The Ambassador of Switzerland to Nigeria, Eric Mayoraz, has disclosed that his country has no more loot traceable to former Nigerian Head of State, late Sani Abacha, who was said to have stashed millions of dollars of money he looted from Nigeria’s coffers into bank accounts in Switzerland during his reign between 1993 and 1998.
The Swiss envoy made this disclosure on Thursday at a ceremony organised by the embassy to study asset recovery efforts between Nigeria and Switzerland using the infamous ‘Abacha loot’ as a focus. He added that his country has successfully repatriated over $1 billion dollars Abacha looted from Nigeria back to the country, stressing that his country no longer harbors Abacha loot.
The envoy said further that Switzerland had earlier returned $752 million tranche of the money Abacha and his family looted and stashed away in Swiss banks to Nigeria and recently repatriated another $321 million, which has been domiciled in Nigeria’s Central Bank.
Mayoraz added that Nigeria has made new laws, which make it difficult to loot its money and stash away in any part of his country stressing that the Mutual Legal Assistance recent legal Treaty the Swiss government signed with Nigeria will help to forestall the looting of the country.
“As a way out of what led to Abacha loot, we have signed a Mutual Legal Assistance treaty with Nigeria and it is meant to enable us to track and expose those who want to bring in illicit wealth and prosecute them in accordance with the laws in place.
“It is to be made clear that the new laws in Switzerland do not allow for any stolen wealth to be kept in any place in the country,” the ambassador said.
The Attorney General of the Federation and Minister of Justice, Abubakar Malami, in his reaction noted that the federal government has received the last tranche of $321 million of the Abacha loot from the Swiss Government, which he confirmed had been domiciled with the Central Bank of Nigeria. He pointed out that the money will be used to help poor and vulnerable Nigerians.
The minister, who was represented by the Special Assistant to the President on Justice Reforms, Juliet Ibebaku-Nwagwu, explained that Nigeria and the World Bank agreed to use the Abacha loot to fund the National Cash Transfer Scheme to develop the entire country.
He added that the government has put in necessary processes acceptable to the World Bank and other organisations to draw down the Abacha loot from Switzerland, stressing that the processes are being strictly implemented to ensure transparency and accountability in the use of the money.

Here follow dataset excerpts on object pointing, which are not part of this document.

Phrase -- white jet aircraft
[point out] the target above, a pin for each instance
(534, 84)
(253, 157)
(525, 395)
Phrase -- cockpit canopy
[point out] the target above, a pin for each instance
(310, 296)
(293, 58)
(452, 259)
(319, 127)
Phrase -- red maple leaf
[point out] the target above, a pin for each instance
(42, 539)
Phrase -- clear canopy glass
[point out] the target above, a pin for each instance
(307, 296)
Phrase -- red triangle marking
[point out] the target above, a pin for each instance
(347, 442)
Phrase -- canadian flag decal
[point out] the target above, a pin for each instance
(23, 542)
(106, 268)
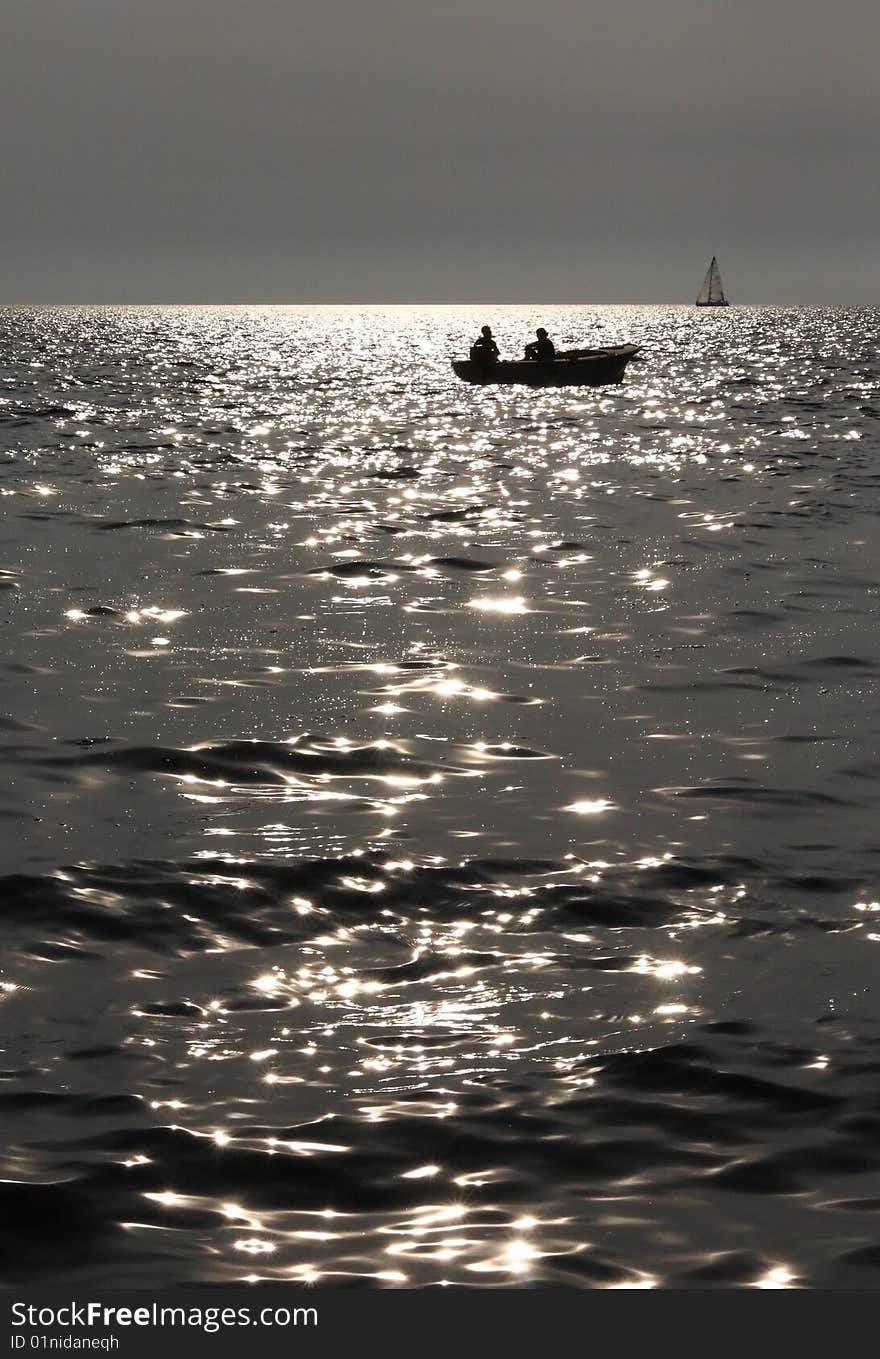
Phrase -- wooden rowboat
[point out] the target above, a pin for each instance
(573, 368)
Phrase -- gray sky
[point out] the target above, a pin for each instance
(462, 150)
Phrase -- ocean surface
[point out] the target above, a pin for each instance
(439, 824)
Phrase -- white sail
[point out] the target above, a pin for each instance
(712, 291)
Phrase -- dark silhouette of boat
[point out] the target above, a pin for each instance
(572, 368)
(712, 291)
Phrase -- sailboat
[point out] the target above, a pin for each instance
(712, 291)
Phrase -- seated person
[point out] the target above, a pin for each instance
(542, 348)
(484, 348)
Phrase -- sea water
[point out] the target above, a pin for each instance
(440, 824)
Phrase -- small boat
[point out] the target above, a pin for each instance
(712, 291)
(572, 368)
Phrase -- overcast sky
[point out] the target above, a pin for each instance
(447, 151)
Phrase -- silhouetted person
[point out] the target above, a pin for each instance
(542, 348)
(484, 348)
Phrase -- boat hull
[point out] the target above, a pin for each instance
(596, 368)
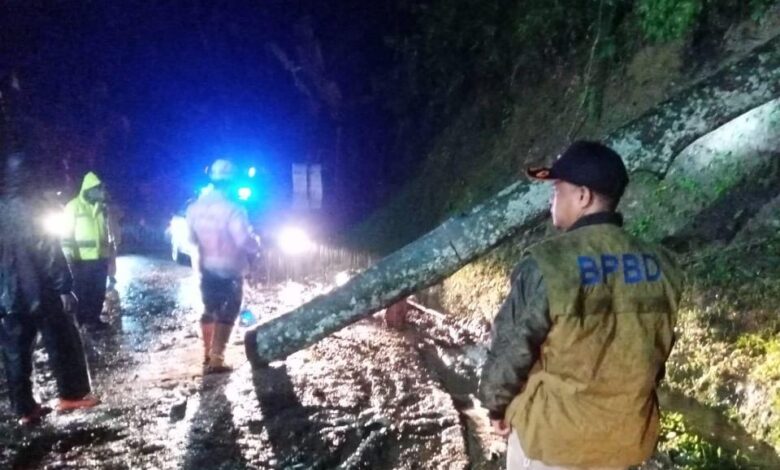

“The process of drawing down the money from the Swiss Government was not smooth but President Muhammadu Buhari insisted all the same that all the processes stipulated must be adhered to and a central agency put in place to recover the money and put mechanism in place for managing the funds,” Malami said.
Also speaking, Special Adviser to the President on Social Investment (SIP) Maryam Uwais, said that the cash transfer scheme aimed at reducing poverty in the country had been set up in about 19 states of the federation could draw cash from the Abacha loot adding that more states would soon join the scheme.
Uwais, who was represented by Linda Ekeator, Manager Legal, National Social Investments Office, noted that over 270,000 households had been captured under the scheme while the transfer of the $321 Abacha loot to beneficiaries of the programme would start in July.